Now 20 years later Cole opens up to amNew York on the anniversary of its release, sharing the joys, pains and aftermath behind one of the most successful feminist albums in rock ’n’ roll history.

 

What experiences did you bring into the studio that inspired you to make “This Fire”?

I was living in New York City, it was the mid-’90s and we were still in the era of big labels. I’d had some critical success with my first album, “Harbinger,” [but] I made a false start to “This Fire” and it wasn’t going well. So I pulled the plug and had to go to my new label at Warner Bros and say, “Can we shelve this $100,000 we spent and will you let me produce it going forward?” It was uncommon at the time — young female artists were almost always produced by older men — but I knew what I wanted and didn’t need the middle man. I went back in and we made “This Fire” very quickly. It was a lot of live-takes and it was really organic.

 

Walk me through Grammy night and the moment you won for Best New Artist.

Seven Grammy nominations was an acknowledgement of the artistry of the album, [but] I think the most satisfying one was the Best Producer nomination.
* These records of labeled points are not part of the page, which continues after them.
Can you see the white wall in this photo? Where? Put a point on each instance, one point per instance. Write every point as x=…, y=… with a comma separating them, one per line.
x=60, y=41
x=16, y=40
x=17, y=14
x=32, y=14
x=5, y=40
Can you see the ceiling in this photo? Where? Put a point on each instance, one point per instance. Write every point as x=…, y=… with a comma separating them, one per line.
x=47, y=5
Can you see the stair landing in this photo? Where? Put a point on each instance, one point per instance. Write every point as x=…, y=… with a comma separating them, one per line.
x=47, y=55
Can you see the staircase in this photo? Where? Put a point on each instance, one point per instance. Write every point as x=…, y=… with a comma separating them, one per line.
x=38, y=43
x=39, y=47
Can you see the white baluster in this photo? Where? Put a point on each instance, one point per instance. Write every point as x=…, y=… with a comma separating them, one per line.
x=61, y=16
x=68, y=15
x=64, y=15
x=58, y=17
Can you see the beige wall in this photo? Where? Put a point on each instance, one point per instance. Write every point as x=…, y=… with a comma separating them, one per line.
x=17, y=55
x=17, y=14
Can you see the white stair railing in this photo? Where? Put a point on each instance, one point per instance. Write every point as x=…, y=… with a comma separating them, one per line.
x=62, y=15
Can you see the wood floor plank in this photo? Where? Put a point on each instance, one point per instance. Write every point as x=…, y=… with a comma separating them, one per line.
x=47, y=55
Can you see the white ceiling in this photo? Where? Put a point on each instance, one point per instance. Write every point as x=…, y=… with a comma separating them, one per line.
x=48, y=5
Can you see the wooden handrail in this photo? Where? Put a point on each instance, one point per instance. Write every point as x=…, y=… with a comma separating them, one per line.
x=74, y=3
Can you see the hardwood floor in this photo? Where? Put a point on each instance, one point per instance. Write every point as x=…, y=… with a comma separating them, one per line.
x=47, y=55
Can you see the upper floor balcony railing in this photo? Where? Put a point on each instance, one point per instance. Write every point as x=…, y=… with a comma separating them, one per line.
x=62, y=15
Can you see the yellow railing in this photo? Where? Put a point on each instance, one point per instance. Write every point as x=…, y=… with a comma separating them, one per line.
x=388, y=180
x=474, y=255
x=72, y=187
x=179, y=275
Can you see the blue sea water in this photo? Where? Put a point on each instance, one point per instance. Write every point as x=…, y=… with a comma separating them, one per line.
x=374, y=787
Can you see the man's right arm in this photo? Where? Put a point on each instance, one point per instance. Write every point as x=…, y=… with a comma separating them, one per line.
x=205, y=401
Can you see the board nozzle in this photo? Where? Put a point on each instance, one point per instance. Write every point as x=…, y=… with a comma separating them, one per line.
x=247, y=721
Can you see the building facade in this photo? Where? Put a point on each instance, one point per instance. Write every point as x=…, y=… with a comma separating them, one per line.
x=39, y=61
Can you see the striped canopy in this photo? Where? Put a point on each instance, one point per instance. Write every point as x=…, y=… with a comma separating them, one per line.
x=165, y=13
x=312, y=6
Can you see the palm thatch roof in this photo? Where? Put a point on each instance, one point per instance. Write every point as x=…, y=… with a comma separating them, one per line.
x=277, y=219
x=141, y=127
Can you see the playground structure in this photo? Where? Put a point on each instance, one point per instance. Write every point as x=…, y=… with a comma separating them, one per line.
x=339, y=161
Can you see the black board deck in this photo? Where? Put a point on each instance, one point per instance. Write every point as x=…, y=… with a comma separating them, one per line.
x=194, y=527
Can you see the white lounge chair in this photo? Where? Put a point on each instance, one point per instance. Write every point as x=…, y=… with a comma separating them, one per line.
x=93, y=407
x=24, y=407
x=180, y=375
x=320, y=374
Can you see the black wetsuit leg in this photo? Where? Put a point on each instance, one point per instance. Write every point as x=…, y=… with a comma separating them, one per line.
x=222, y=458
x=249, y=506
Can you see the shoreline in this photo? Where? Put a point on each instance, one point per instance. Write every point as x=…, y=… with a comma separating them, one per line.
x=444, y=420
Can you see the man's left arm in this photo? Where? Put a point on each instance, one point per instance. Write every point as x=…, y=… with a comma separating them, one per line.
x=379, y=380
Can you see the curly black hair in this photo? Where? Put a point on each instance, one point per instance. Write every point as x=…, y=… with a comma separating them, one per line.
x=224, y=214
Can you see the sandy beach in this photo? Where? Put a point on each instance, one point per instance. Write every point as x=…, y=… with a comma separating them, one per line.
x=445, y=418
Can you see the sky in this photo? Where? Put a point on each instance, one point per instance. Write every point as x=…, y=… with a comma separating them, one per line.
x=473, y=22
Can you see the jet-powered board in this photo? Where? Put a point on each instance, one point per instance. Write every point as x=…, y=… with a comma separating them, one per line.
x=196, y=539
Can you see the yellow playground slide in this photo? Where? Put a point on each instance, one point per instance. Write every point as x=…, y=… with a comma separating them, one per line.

I was the first woman not in collaboration to ever be nominated and that was shocking. I’m up there as a feminist with a little bit of a [explective]-you attitude. The Grammy itself doesn’t matter, is the conclusion I came to.

 

You’ve been touring behind the album all summer long. What was the impetus behind doing the tour? Any memorable moments?

I started this because fans were asking me to do this. There were songs I don’t even play anymore from the album that I had to re-learn [laughs]. It’s fun to visit them again. I can really feel my 20-something- year-old self in them. It’s exhausting [laughs]. What’s really cool is those mothers are bringing their daughters and those husbands are bringing their second wives.